Over Thanksgiving, I realized it was difficult for me to use Cecil's book because I spent so much time blindly thumbing through it. After thinking about it, I realized it wouldn't be so hard to put together a database that would be far superior to a simple printed index, as it would allow one to sort for several different criteria, such as the registered distillery number, date of first distillation, last distillation, county, location, page number in the book, etc.

Here are some points:

There are two pages, accessed via the tabs at the bottom of the page.

There is a page called "discussion" that gives directions on how to sort the database.

There is also a page called "database," which is the meat of the document.

The most powerful part of the database is the "sort" command. Instructions on its use are on the "discussion" page

Whenever Cecil gives a variation on "closed at Prohibition and didn't reopen" I put 1918 as the date of last distillation. We could also make a case for 1917 and 1919, but that would be trying to add precision that isn't in the text.
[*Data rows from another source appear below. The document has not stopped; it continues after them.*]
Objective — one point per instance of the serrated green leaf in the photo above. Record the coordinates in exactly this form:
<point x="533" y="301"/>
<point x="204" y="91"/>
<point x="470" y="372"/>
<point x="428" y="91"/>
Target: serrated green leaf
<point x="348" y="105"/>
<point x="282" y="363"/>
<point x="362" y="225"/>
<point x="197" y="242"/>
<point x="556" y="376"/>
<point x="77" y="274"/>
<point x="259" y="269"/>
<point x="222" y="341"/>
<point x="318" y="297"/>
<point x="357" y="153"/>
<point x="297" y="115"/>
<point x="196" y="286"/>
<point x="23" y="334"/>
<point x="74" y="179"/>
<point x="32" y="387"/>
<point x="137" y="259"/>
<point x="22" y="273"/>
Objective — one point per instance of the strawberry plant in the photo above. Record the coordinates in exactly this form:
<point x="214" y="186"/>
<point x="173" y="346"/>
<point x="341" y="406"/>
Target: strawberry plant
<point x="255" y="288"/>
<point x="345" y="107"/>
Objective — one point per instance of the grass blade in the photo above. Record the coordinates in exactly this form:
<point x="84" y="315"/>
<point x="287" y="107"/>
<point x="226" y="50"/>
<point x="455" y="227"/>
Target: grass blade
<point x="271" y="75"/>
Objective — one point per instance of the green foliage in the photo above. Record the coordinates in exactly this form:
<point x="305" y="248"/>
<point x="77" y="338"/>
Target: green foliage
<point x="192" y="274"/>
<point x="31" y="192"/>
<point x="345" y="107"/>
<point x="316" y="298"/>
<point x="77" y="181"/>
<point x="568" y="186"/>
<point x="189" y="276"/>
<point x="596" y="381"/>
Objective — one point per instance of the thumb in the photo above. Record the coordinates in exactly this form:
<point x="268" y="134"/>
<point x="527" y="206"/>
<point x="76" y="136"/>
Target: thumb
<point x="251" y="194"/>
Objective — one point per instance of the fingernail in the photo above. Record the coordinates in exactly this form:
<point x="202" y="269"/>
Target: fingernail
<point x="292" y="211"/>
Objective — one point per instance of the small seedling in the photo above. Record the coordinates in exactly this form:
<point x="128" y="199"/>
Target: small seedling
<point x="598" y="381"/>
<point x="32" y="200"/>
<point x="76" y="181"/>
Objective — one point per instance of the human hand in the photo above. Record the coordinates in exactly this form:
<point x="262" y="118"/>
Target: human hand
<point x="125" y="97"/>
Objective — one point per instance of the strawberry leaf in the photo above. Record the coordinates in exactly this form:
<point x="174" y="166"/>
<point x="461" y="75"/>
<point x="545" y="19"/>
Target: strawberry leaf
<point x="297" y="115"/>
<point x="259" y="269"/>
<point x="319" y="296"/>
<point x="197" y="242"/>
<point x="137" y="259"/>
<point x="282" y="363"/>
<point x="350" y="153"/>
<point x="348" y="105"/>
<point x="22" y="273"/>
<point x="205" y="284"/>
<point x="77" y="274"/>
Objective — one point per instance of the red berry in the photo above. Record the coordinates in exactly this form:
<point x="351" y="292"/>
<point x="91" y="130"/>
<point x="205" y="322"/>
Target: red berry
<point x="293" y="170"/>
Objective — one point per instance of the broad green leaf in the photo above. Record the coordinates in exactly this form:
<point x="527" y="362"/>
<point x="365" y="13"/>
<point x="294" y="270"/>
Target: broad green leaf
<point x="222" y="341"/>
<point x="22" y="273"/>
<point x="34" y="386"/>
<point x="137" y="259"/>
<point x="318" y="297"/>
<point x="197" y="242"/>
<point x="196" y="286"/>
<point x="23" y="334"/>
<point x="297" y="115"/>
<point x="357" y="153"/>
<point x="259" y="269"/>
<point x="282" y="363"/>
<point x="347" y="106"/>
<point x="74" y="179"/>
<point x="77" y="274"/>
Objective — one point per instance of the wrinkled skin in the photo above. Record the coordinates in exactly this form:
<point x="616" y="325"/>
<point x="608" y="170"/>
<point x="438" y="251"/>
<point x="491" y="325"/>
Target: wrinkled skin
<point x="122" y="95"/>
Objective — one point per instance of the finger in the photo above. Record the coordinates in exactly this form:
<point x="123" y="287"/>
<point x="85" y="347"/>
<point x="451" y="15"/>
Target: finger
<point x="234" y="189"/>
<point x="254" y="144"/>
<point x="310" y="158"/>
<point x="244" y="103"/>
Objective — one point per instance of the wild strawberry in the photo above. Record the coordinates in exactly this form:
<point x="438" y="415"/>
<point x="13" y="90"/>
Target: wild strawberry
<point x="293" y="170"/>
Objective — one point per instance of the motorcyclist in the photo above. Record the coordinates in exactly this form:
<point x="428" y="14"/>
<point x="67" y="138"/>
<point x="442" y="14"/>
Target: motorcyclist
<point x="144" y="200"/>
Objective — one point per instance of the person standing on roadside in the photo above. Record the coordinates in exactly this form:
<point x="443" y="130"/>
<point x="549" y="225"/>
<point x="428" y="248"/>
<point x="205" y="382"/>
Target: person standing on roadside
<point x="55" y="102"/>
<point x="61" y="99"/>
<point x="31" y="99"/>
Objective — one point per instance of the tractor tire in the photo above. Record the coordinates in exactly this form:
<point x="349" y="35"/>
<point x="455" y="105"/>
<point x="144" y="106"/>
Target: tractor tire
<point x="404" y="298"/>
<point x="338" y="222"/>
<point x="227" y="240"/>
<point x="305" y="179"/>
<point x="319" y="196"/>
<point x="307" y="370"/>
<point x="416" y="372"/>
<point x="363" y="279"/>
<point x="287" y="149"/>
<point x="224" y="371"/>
The number 1918 is given solely for the sake of making the sortable database function (Excel doesn't know how to rand "Prohibition" as sometime between 1917 and 1919)

I tried to list the places accurately, but a local could no doubt improve greatly. That is beyond my scope.

There are errors and questions raised based on my lack of local knowledge, misinterpretations of Cecil, and I'm sure, dumb typos. For instance, there were multiple distilleries listed with the same registered distillery number during the same period. This could be an error on Cecil's part, my part, it could have been common ownership of two distilleries, or something else. All I'm saying is it's worth looking into, and Cecil's book is the first place to learn more - which is why every entry gives a relevant page number in Cecil. Timothy and I believe the pagination is the same between the two editions, but I used the Second Edition in writing this.

Most of all, I built this for my personal use and other enthusiast's use as a way to make it easier to use Cecil, not replace Cecil. When in doubt, always consult the text.

I hope it proves useful.

As an aside, Mike Veach says there will soon be a more definitive book that will replace Cecil coming soon, so any usefulness of this database may be short-lived.